Permito-me ainda apontar para a pródiga presença das flores, indispensáveis à harmonia do quadro que nossos olhos contemplam, testemunhas silenciosas que são dos grandes momentos de emoção humana.
E assim, feito o reconhecimento do terreno, feito o levantamento inicial do ambiente, eis-nos localizados e em condições de proceder à última aula desse ciclo de estudo e formação que ora se conclui.
Minhas caríssimas alunas, afilhadas desta noite:
Se não vos bastaram quatro anos para ouvir a palavra descolorida e pobre da mestra que a Providência Divina colocou ao vosso lado, nessa etapa final de vosso Curso, no Colégio que acabou de diplomar-vos, se a generosidade de vossos corações me pede, em público, esta última aula, aqui estou para repetir-vos, na emoção da despedida, o que vos dizia em nosso primeiro encontro, há quatro anos: “É preciso estar onde somos chamados. É preciso responder ‘Presente’, onde o nosso nome é um compromisso”.
Acabais de ser chamadas, uma última vez, em ordem alfabética, assim como os vossos nomes constam dos livros de registro e matrícula. E respondestes “Presente” – e por isso agora não estão vazias as mãos que ontem empunhavam o livro e a caneta.
Ontem, o vosso nome na chamada exigia a vossa presença no trabalho rotineiro e sem brilho. Hoje, a felicidade deste “Presente”, que vos foi dado responder, colocou em vossas mãos um troféu e em vossa fronte uma glória.
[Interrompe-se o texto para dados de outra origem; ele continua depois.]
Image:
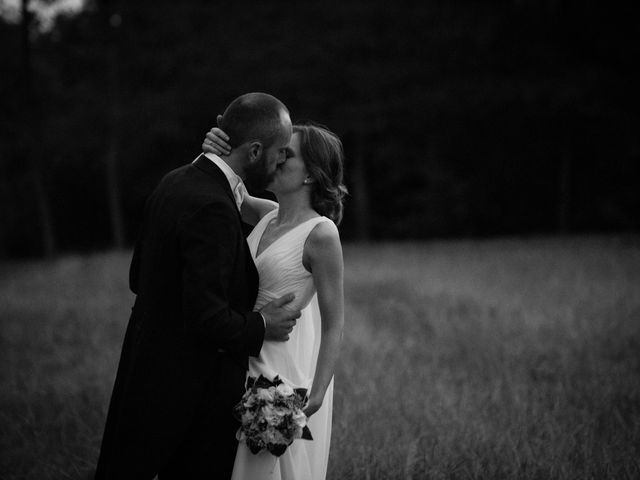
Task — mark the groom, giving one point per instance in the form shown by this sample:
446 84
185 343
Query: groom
192 328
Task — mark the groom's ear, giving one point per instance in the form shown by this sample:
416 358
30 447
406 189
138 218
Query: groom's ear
255 151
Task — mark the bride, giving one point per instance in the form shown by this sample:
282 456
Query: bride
296 248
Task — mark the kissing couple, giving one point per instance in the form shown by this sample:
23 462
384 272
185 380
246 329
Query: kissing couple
214 307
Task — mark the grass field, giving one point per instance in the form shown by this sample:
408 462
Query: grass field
467 359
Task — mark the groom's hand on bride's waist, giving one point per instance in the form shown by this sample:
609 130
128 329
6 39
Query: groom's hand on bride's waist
279 321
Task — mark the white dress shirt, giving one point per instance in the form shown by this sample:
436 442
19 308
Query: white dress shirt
237 187
235 182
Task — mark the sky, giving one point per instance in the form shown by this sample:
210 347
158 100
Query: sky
46 12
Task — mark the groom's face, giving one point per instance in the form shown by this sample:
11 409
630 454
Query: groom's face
260 173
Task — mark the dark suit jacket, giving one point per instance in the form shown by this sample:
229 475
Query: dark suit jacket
191 329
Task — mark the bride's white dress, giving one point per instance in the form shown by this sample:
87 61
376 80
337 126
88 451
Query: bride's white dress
281 271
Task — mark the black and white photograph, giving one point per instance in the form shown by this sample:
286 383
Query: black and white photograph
324 240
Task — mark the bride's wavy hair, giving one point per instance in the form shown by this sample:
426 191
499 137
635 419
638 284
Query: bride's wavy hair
323 156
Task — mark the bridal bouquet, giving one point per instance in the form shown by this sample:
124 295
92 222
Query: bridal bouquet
271 415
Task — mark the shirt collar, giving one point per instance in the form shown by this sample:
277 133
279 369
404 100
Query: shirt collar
233 179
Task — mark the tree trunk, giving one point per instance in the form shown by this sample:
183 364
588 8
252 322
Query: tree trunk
33 147
360 193
114 196
564 194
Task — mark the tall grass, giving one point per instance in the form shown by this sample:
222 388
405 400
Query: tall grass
494 359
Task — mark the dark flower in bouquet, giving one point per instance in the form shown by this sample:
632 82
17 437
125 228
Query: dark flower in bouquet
271 415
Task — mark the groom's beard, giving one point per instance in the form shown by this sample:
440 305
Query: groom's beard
258 175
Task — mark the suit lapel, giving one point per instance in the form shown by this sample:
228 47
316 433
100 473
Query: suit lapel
207 166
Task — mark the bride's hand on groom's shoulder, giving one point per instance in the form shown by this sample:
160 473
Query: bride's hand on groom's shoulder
215 142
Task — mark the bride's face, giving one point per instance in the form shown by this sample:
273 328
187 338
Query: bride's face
291 174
Amanhã, a vossa resposta à chamada da vida talvez vos faça calos nas mãos, talvez vos arranque lágrimas aos olhos que hoje sorriem, talvez vos ponha nos ombros uma cruz pesada.
E eu vos repito: é preciso responder “Presente”. É preciso estar onde o vosso nome for chamado. É preciso não fugir à responsabilidade do compromisso com a vida, que algema a nossa pusilanimidade, o nosso egoísmo, a nossa covardia.
Mas eu vinha dizer-vos sobretudo, caríssimas afilhadas, na aula singular desta noite, uma palavra de alegria e de beleza. Na voz da poesia, eu quis consagrar a vossa despedida com a “mensagem de beleza”, inspirada no conhecido verso do poeta inglês: “Toda beleza é uma alegria eterna”.
A um olhar desatento e superficial poderia parecer inadequado falar em termos de encantamento, quando a realidade da vida nos exige tanta seriedade, quando os termos-chave são “crise” e “problemas” e “revolução”, quando uma posição privilegiada nos confere, além disso, o direito de dizer palavras de peso.
Numa das mais belas páginas do Evangelho, que nos é particularmente cara, porque a chamamos de “evangelho da Divina Providência”, encontramos também o Mestre Divino diante do problema real e angustiante da pobreza humana – o problema da fome e o problema da nudez, que, em última análise, geram todas as crises e revoluções no mundo. “Que havemos de comer e que havemos de vestir?” – eram perguntas da angústia de então como o são hoje também.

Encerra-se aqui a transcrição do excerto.